Rule #1: If the product name reads “Tuna Cat Food” or “Chicken Cat Food,” then it must contain at least 95% of the named ingredient, not including moisture content. But here’s where it gets tricky: If the product name contains two ingredients (for example “Chicken and Fish Cat Food”), the food has to contain more of whichever one is named first, but together they must add up to 95%.

Rule #2: Don’t let the word “dinner” fool you into thinking your cat is getting a meatier dish. This rule states that if the product contains less than 95% meat or fish, but more than 25%, the product name must include a qualifier such as “dinner,” “entrée,” “formula,” “platter,” and so on. Check the ingredients list closely in these cases to make sure you’re feeding your cat what you think you are. The ingredient in the product name may only make up a quarter of the product. Something named “Chicken Cat Dinner,” may actually be mostly fish.

Rule # 3: Throw the word “with” in the product name, and manufacturers are only required to include 3% of that named ingredient in the food. So, “Cat Food with Tuna,” may have a lot less tuna in it than “Tuna Cat Food.”

Tip No. 4: Meat Is Not Meal

After you figure out the product name puzzle, scan the ingredients to see where your cat’s favorite item ranks.

Ingredients are listed by weight, with the heaviest ones first.
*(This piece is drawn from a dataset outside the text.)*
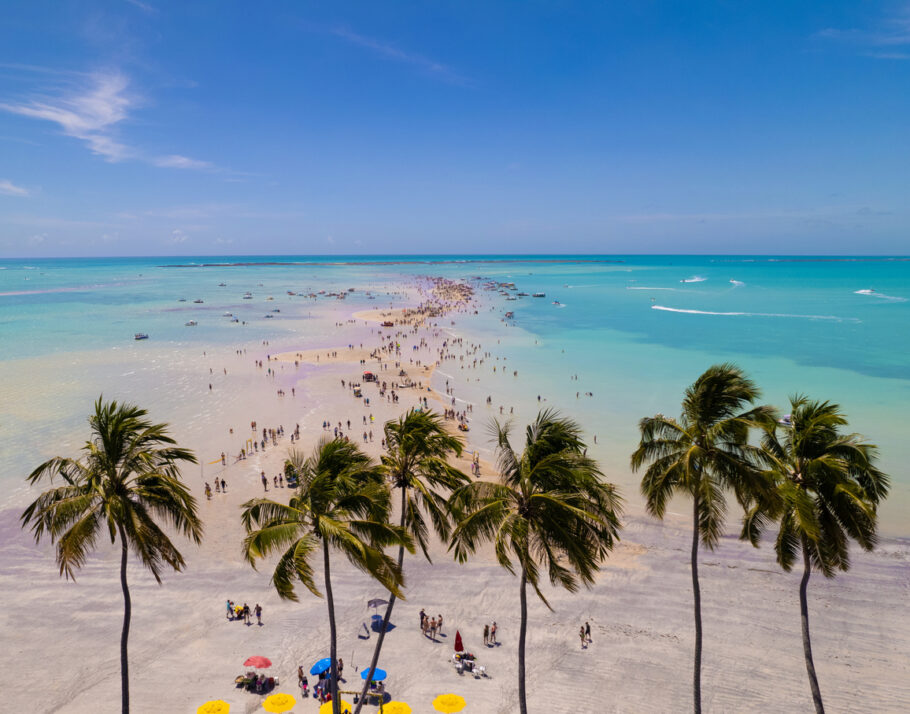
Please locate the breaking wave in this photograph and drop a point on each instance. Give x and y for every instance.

Here are some of the most common ingredients:

  • Meat: Cleaned flesh from chicken, lamb, turkey, cattle, and related animals that have been slaughtered specifically for animal feed purposes. However, flesh means more than skin. It may include muscle, (including the diaphragm), fat, nerves, blood vessels from the skin, the heart, esophagus, and the tongue.
  • Meat by-product: Clean, nonflesh parts from the same animals mentioned above. This can include the blood, bone, brain, liver, lungs, liver, kidneys, and emptied stomach and intestines. There are no hooves, hair, horns, or teeth in meat byproducts. Chicken by-products are feather-free.
  • Beef tallow: A fat made from beef.
  • Meal: Finely ground tissue.
  • Bone meal: Finely ground bone from slaughtered feed animals.
  • Fish meal: Clean, ground undecomposed whole fish or fish pieces. The fish may or may not still contain fish oil.
  • Ground corn: Chopped or ground corn kernels.
  • Corn gluten meal: A product that forms after corn syrup or starch is made.


Tip No 5: Focus on Nutrients, Not Ingredients

Don’t spend too much time trying to decipher that ingredient list. “Animals require nutrients, not ingredients," says Sherry Sanderson, DVM, PhD, University of Georgia, College of Veterinary Medicine. “You should be most concerned about the nutritional value of the end product, and less concerned about the ingredients that get you there.”